Resilience has become a bit of a buzz word just now. Educators want to see our young people develop resilience. Politicians must acquire resilience in the face of a rapidly changing world. Even the church is concerned with ensuring (or at least measuring) the resilience of its ministers.
Psychologists assure us that resilience can be learned: the ability to adapt and overcome challenge or to perceive trauma as an opportunity to learn and grow rather than be defeated by it help us develop resilience.
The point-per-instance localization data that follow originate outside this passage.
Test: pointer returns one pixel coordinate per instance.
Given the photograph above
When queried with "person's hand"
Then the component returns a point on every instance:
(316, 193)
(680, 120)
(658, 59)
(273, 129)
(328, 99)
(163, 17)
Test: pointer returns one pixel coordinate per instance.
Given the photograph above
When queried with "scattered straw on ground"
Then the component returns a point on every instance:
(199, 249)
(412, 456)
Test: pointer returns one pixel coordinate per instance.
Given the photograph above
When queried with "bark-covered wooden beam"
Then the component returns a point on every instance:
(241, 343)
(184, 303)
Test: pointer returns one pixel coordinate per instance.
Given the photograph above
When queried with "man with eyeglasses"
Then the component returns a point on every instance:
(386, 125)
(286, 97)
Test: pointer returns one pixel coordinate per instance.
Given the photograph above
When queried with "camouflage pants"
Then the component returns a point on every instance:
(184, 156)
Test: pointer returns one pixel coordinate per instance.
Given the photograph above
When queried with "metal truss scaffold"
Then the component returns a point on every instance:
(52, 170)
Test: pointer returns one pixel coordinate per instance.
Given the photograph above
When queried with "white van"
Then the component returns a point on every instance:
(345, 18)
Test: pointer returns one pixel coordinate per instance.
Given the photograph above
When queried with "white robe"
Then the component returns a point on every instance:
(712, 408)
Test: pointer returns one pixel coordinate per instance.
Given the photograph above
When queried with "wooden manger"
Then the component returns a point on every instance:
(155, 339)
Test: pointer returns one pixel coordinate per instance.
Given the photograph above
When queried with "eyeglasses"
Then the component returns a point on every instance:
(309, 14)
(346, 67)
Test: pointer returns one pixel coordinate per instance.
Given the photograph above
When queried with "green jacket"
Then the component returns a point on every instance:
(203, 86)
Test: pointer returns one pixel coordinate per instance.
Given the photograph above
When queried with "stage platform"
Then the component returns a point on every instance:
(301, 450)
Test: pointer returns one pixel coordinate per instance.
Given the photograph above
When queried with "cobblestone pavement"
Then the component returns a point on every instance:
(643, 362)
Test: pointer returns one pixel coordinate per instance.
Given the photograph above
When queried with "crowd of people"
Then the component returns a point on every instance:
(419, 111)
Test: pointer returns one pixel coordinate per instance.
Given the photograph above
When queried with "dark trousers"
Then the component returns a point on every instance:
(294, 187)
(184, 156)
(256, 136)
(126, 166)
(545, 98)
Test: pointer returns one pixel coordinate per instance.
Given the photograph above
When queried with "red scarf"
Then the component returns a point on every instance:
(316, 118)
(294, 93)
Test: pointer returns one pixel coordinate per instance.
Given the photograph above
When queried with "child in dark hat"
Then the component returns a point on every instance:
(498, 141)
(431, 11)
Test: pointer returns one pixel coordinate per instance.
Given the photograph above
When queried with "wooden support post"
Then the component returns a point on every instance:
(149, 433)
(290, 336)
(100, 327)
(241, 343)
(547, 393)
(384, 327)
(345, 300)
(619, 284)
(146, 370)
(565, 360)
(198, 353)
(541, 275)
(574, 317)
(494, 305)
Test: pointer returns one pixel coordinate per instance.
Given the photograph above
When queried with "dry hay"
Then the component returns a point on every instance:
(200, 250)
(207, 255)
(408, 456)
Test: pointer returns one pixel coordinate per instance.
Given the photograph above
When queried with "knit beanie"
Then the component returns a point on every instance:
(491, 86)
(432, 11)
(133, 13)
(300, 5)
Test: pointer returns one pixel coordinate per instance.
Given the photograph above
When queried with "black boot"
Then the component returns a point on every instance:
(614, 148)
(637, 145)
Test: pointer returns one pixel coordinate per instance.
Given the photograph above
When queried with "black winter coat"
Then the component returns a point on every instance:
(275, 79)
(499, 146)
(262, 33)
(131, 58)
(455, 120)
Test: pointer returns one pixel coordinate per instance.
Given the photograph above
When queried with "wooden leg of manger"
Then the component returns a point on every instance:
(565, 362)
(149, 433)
While there is comfort in the knowledge that stressors don't have to define us, that we can rise above the things that might drag us down, that we can learn to change our perception and react with less negative emotion, it concerns me that it then becomes possible to accept things that are plainly wrong simply because we know that we can rise above their impact. This is of particular concern in the church. Recently, grappling with an issue of bullying, I was advised by colleagues to "let it go", "to forgive", "to be the bigger person", all well-meant advice but advice that nonetheless exacerbates the problem and perpetuates the injustice. It is conceivable that developing resilience merely papers over the cracks of a system that is rotting at its core. In my finer moments, I can take on a different, more positive perspective but that doesn't alter the fact that there are those in power, who should know better, who will carry on abusing that power unchallenged while those around them will merely become more resilient. That kind of resilience we don't need!